Question

The length of the transverse axis of a hyperbola is $2\cos \alpha$.

The foci of the hyperbola are the same as that of the ellipse $9x^2+16y^2=144$. The equation of the hyperbola is

• A. $\frac{x^2}{{\cos }^2\alpha }-\frac{y^2}{7-{\cos }^2\alpha }=1$
• B. $\frac{x^2}{{\cos }^2\alpha }-\frac{y^2}{7+{\cos }^2\alpha }=1$
• C. $\frac{x^2}{1+{\cos }^2\alpha }-\frac{y^2}{7-{\cos }^2\alpha }=1$
• D. $\frac{x^2}{1+{\cos }^2\alpha }-\frac{y^2}{5-{\cos }^2\alpha }=1$

Answer 1

The correct option is A

$\frac{x^2}{{\cos }^2\alpha }-\frac{y^2}{7-{\cos }^2\alpha }=1$

Step 1: Calculate the foci of hyperbola.

The given equation of ellipse is $9x^2+16y^2=144$.

Divide both sides by $144$.

$\frac{x^2}{16}+\frac{y^2}{9}=1$

Eccentricity of the ellipse is calculated as

$\begin{array}{rcl}e& =& \sqrt{1-\frac{9}{16}}\\ & =& \sqrt{\frac{7}{16}}\end{array}$

Foci of the ellipse is given as $\left(\pm ae,0\right)$.
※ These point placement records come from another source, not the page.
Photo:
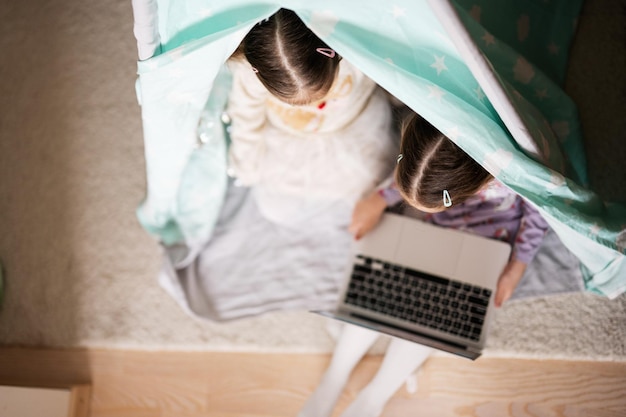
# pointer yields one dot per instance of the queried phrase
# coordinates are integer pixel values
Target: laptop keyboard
(439, 303)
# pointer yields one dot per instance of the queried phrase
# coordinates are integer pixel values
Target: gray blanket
(252, 266)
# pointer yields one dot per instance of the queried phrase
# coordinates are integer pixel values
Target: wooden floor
(138, 384)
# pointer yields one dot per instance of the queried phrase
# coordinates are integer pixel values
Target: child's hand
(366, 214)
(508, 280)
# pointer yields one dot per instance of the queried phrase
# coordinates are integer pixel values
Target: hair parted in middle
(432, 164)
(284, 53)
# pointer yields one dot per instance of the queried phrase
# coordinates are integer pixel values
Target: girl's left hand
(508, 280)
(366, 214)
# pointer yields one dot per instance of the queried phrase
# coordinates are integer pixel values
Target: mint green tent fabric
(489, 76)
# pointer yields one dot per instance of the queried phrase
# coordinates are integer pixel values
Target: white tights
(401, 359)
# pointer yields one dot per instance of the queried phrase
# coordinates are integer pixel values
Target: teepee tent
(486, 73)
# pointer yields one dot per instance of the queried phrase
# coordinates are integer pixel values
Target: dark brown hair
(283, 50)
(432, 163)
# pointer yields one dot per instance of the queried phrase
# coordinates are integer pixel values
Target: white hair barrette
(326, 52)
(447, 201)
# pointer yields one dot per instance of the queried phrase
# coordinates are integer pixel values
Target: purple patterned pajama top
(494, 212)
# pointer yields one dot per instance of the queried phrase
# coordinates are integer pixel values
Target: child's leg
(401, 359)
(353, 343)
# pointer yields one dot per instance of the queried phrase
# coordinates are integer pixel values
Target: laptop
(423, 283)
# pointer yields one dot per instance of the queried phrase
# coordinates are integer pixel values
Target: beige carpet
(81, 272)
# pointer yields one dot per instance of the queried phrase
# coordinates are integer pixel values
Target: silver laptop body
(423, 283)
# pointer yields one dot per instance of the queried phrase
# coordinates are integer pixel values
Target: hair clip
(447, 201)
(326, 52)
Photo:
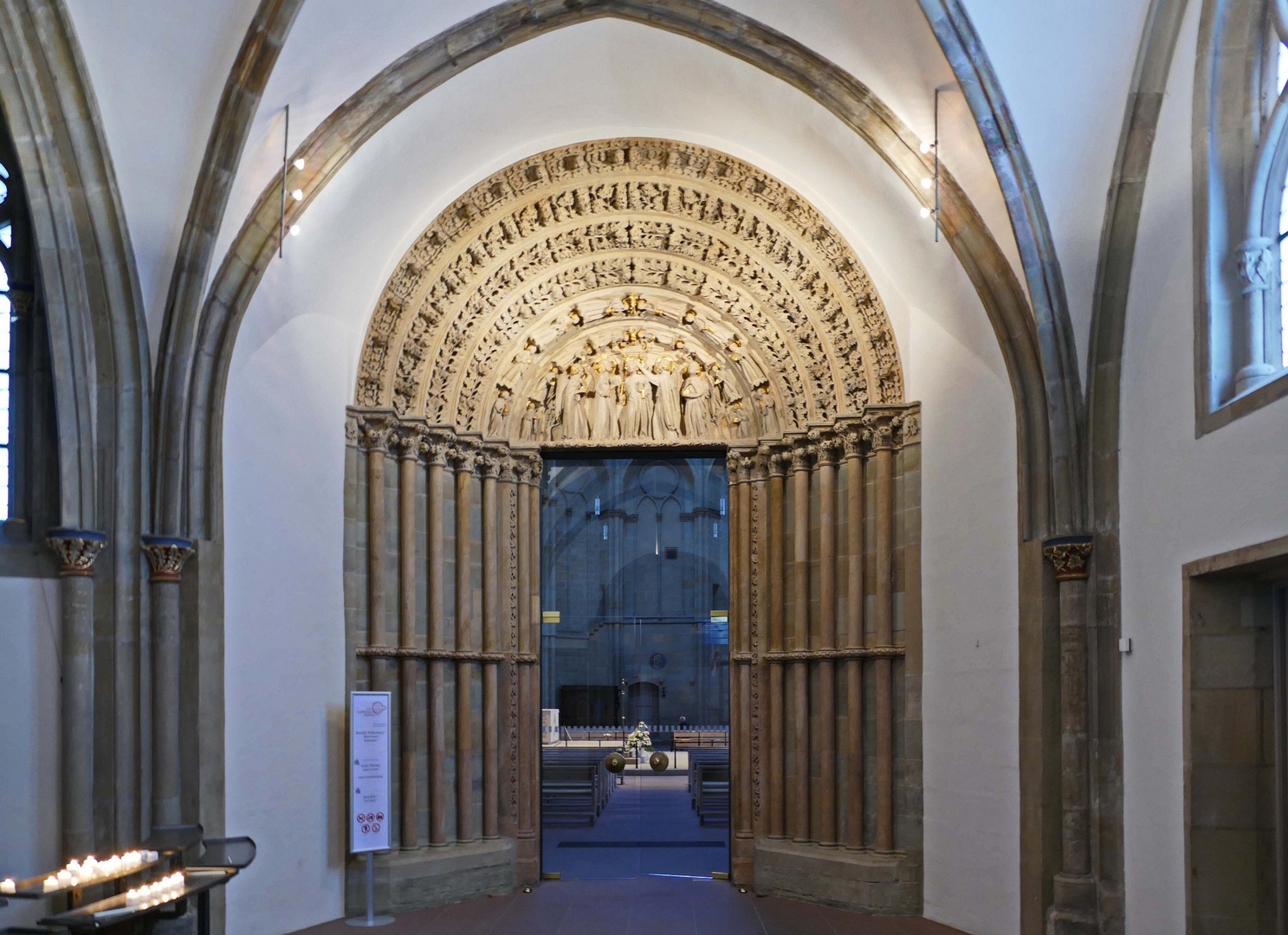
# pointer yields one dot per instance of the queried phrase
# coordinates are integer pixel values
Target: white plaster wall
(294, 371)
(1181, 500)
(1065, 68)
(29, 768)
(886, 44)
(158, 70)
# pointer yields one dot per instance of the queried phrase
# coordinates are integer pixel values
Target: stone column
(854, 639)
(532, 728)
(528, 626)
(775, 535)
(464, 457)
(409, 462)
(1073, 911)
(801, 451)
(740, 674)
(825, 742)
(489, 465)
(166, 555)
(76, 551)
(508, 509)
(376, 437)
(436, 455)
(883, 444)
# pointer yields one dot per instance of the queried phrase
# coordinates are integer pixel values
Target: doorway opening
(635, 661)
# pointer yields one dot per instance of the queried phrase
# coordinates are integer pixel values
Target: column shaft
(1076, 842)
(376, 562)
(77, 720)
(775, 533)
(524, 613)
(491, 600)
(827, 638)
(854, 639)
(464, 668)
(883, 667)
(407, 668)
(800, 670)
(437, 667)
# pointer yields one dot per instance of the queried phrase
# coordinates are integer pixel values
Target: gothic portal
(640, 293)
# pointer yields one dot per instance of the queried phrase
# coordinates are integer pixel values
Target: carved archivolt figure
(500, 409)
(697, 402)
(603, 407)
(529, 430)
(666, 409)
(638, 412)
(576, 427)
(769, 424)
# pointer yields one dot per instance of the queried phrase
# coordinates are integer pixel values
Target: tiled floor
(644, 906)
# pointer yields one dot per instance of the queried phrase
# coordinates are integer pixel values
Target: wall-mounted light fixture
(931, 182)
(282, 229)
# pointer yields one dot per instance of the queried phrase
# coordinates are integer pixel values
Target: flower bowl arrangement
(638, 739)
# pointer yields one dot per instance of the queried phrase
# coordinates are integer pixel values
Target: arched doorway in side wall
(635, 643)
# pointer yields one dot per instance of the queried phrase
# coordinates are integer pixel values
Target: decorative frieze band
(76, 550)
(818, 654)
(449, 654)
(1068, 554)
(875, 427)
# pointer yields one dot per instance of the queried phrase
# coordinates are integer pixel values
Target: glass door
(635, 662)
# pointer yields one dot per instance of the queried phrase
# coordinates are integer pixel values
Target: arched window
(1240, 209)
(5, 351)
(29, 443)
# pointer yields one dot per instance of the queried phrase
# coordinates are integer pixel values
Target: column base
(1073, 908)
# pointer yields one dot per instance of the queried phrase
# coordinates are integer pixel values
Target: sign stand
(369, 790)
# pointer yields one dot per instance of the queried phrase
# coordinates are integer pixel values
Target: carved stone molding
(630, 258)
(1068, 554)
(166, 557)
(76, 550)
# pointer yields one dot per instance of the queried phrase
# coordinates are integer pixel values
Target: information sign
(369, 771)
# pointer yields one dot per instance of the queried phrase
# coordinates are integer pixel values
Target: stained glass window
(5, 349)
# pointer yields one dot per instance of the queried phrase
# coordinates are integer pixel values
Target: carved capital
(830, 446)
(1256, 261)
(373, 433)
(881, 430)
(801, 455)
(1068, 554)
(76, 550)
(407, 441)
(909, 428)
(489, 462)
(464, 456)
(166, 555)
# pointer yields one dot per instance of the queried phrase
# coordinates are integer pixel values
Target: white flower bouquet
(638, 741)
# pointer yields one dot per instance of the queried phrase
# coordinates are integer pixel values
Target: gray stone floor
(644, 906)
(647, 808)
(619, 892)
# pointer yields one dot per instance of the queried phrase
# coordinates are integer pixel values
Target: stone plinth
(854, 880)
(433, 876)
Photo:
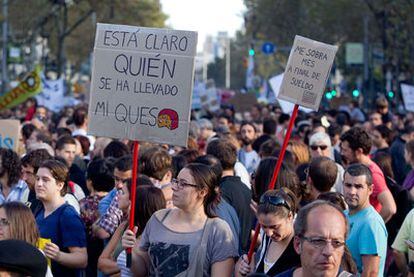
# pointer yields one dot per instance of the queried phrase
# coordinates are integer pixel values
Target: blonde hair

$\left(\pm 4\times \frac{\sqrt{7}}{4},0\right)\Rightarrow \left(\pm \sqrt{7},0\right)$

Foci of the hyperbola are $\left(\pm \sqrt{7},0\right)$.

Step 2: Calculate the equation of a hyperbola.

Transverse axis $\Rightarrow 2a=2\cos \alpha$

$\begin{array}{rcl}a& =& \cos \alpha \\ ae& =& \sqrt{7}\\ \cos \alpha \times e& =& \sqrt{7}\\ e& =& \frac{\sqrt{7}}{\cos \alpha }\\ e^2& =& 1+\frac{b^2}{a^2}\\ \frac{7}{{\cos }^2\alpha }& =& 1+\frac{b^2}{{\cos }^2\alpha }\\ & =& \frac{{\cos }^2\alpha +b^2}{{\cos }^2\alpha }\\ b^2& =& 7-{\cos }^2\alpha \end{array}$

So, the equation of hyperbola is $\frac{x^2}{{\cos }^2\alpha }-\frac{y^2}{7-{\cos }^2\alpha }=1$.

Hence, option $\left(A\right)$ is correct.